Sam checked his watch. It was a little after 10 a.m. The extra sleep had done him a world of good.
Sharaf must have told his prickly wife that he was giving Sam the run of the house, because she had disappeared. He smiled, wondering what the conversation had been like around the breakfast table. Both of the elder Sharafs probably made damn sure that Laleh was safely off to her office before they dared to leave.
If Sam was to make himself at all useful in this investigation, he knew where he needed to begin, and having Sharaf’s house at his disposal was a plus. Would the Internet be available? Possibly. There was no computer in Sharaf’s hideaway, but Sam was betting Laleh had one. That would allow him to begin pursuing the questions uppermost in his mind, most of which involved Nanette.
Who was she working with? Liffey, obviously, and Lieutenant Assad. But was the policeman a full partner or just an errand boy? What had brought the threesome together? Did she have an alliance with the Russians? The Iranians? Both? Neither? And if the mobsters had decided that shooting Charlie was an error meriting the death penalty, did that mean they had wanted to let Charlie run free? Had Nanette wanted that, too, so that Sam’s surveillance could have led her-or all of them-to a more interesting destination than the York Club? To this woman named Basma, perhaps?
The nature of Nanette’s job meant that it would be difficult to find out much about her. People who made it their business to pry into the affairs of others were often skilled at keeping their own lives a secret. It was the age-old conundrum of espionage and detection: Who watched the watchers? Surely her work at Pfluger Klaxon was subject to an annual audit. The question was who had access to the information. The Internet offered a starting point. Pfluger Klaxon’s Web site had password-only portals for its globe-trotting employees, to allow constant access to encrypted information. And Sam, being an auditor, rated a fairly high security clearance.
He finished his coffee and went on the prowl. Laleh’s door was locked. No surprise, but no problem. He easily sprang the lock with the thin, flat edge of a kitchen spatula.
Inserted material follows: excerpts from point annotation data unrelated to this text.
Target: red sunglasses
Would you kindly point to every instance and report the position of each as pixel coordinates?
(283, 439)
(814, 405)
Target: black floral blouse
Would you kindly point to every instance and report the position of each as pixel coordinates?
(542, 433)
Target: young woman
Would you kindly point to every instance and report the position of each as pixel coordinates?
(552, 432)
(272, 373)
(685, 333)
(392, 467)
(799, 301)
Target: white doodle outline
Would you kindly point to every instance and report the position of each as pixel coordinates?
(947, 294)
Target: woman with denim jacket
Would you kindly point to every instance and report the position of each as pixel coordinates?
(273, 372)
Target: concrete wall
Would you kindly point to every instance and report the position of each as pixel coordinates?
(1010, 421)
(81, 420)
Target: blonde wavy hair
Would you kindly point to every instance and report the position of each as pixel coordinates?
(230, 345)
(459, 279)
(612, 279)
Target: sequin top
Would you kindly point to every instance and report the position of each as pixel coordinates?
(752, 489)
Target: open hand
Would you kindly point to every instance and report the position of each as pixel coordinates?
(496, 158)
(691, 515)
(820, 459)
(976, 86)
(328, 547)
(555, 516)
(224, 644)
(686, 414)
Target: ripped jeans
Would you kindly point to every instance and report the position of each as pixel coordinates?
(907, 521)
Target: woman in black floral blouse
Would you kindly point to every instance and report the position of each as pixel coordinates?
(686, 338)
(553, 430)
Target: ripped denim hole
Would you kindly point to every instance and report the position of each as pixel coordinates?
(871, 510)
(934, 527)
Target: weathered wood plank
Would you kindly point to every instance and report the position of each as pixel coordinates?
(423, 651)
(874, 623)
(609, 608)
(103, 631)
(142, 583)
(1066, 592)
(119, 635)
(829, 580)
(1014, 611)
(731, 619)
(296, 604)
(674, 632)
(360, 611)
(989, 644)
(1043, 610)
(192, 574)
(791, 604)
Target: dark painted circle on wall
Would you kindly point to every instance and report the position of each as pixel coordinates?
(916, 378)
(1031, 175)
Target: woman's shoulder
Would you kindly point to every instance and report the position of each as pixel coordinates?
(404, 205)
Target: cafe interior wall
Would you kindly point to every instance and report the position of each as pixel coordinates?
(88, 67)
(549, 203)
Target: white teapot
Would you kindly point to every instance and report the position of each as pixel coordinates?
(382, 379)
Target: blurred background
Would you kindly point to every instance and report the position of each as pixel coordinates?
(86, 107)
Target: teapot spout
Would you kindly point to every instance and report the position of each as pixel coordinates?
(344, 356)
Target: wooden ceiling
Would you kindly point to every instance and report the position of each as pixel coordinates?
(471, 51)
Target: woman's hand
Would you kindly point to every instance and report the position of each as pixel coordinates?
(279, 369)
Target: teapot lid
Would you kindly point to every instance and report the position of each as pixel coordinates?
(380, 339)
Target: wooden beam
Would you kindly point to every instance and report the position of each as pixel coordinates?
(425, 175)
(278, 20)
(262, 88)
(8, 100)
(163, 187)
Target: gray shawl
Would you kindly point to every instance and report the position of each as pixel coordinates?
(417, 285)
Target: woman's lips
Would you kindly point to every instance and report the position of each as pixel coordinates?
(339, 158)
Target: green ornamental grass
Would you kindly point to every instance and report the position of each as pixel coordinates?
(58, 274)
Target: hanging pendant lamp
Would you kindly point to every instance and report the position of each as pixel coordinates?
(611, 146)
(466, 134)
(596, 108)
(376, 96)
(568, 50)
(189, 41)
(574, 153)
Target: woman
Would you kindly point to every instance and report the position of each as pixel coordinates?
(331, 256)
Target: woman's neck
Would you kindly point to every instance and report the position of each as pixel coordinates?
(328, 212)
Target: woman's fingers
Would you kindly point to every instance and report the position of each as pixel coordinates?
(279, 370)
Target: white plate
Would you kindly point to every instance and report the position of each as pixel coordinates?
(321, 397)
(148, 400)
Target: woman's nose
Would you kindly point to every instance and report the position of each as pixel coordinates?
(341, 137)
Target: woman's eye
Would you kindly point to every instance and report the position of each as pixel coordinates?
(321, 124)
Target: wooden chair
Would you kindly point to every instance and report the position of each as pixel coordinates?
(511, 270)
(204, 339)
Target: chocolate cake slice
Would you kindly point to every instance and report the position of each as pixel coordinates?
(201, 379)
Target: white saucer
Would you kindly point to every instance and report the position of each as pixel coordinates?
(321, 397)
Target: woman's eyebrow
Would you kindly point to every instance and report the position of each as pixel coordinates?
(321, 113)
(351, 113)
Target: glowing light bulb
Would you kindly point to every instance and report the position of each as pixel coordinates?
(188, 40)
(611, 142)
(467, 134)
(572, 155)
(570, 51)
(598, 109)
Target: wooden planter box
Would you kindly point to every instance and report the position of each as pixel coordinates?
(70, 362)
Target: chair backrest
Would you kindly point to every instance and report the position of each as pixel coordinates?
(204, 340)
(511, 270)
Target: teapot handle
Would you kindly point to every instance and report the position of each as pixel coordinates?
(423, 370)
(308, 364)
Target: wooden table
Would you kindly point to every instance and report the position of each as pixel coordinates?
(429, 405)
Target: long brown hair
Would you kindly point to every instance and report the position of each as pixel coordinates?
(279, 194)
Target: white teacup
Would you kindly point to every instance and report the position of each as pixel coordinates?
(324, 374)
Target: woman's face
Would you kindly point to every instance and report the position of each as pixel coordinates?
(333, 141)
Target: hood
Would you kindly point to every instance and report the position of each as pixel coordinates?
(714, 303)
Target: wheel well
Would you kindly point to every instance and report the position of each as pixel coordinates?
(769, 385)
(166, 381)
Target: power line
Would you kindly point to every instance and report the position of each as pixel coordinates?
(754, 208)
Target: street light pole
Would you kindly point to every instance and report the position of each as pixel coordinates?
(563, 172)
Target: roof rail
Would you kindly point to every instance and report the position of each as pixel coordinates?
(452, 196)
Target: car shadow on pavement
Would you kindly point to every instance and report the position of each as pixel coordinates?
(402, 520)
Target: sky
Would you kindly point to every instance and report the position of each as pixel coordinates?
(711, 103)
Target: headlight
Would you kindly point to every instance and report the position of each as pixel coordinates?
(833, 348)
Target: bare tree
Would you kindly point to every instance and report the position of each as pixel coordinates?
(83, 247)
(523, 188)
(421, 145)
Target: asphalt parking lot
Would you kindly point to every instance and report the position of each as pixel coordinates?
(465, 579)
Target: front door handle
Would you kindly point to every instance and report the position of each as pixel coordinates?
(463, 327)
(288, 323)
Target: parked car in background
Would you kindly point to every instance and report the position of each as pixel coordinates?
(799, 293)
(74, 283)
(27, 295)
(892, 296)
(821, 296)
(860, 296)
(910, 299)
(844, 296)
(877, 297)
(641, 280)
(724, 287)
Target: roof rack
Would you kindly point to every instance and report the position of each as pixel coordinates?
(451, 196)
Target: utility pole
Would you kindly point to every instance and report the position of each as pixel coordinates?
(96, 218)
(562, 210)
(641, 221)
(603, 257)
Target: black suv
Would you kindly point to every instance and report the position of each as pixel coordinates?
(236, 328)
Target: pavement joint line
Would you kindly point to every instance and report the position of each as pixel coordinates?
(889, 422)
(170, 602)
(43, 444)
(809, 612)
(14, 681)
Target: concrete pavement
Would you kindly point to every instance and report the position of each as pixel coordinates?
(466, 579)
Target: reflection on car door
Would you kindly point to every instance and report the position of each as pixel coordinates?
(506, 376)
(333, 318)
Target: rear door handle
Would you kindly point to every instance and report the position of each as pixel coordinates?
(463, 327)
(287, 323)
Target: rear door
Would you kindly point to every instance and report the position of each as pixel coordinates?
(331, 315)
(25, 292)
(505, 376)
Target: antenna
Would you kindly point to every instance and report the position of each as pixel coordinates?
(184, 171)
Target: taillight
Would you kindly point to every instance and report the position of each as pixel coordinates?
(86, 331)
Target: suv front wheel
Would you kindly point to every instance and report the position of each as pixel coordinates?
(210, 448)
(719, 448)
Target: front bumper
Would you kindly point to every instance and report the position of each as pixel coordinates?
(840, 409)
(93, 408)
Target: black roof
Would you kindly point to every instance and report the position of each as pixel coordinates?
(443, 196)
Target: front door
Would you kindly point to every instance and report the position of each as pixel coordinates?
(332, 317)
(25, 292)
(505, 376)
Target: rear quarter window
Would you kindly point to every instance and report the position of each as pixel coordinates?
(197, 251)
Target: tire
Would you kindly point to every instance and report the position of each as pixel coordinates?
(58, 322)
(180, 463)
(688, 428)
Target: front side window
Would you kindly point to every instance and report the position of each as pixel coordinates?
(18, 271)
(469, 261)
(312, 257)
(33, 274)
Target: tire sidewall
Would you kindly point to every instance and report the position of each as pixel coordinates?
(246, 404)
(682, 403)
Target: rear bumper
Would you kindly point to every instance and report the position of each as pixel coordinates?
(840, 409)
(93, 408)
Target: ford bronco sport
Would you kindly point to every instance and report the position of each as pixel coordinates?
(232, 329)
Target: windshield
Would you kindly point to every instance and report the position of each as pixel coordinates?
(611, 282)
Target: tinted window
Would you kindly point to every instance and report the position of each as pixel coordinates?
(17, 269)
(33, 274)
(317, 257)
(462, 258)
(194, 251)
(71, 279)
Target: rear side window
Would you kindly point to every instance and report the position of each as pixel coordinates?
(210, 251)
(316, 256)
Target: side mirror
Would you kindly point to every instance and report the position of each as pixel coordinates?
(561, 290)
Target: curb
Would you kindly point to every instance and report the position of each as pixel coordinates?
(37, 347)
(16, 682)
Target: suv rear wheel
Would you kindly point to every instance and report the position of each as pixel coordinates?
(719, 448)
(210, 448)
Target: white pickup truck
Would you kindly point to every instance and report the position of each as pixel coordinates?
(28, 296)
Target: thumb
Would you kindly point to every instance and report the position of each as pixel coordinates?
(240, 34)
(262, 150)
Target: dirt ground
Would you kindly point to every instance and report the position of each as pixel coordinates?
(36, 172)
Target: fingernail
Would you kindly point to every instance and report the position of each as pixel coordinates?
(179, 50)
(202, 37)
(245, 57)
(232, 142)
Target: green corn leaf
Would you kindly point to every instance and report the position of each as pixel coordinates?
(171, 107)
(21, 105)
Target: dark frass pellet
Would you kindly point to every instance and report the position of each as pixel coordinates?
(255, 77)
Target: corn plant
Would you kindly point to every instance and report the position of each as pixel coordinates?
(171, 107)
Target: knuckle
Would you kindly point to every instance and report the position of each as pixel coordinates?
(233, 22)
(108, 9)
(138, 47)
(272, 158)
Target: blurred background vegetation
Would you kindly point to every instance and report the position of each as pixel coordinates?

The room was a revelation, a museum of arrested development that clearly displayed her status as a businesswoman still confined by the rules of girlhood. In the far corner by the window were the relics of her recent past. The wall was plastered with torn-out magazine photos of pop stars and film idols. A set of shelves was crammed with books-English editions of all seven Harry Potter titles were lined up in a row-along with music CDs and loads of silly knickknacks, the kind that a girl might get as party favors at her best friend’s Sweet Sixteen. An iPod was docked in a set of Bose speakers next to a small television, the one he had heard blaring the other day. It was of modest size, but had an LCD flat screen.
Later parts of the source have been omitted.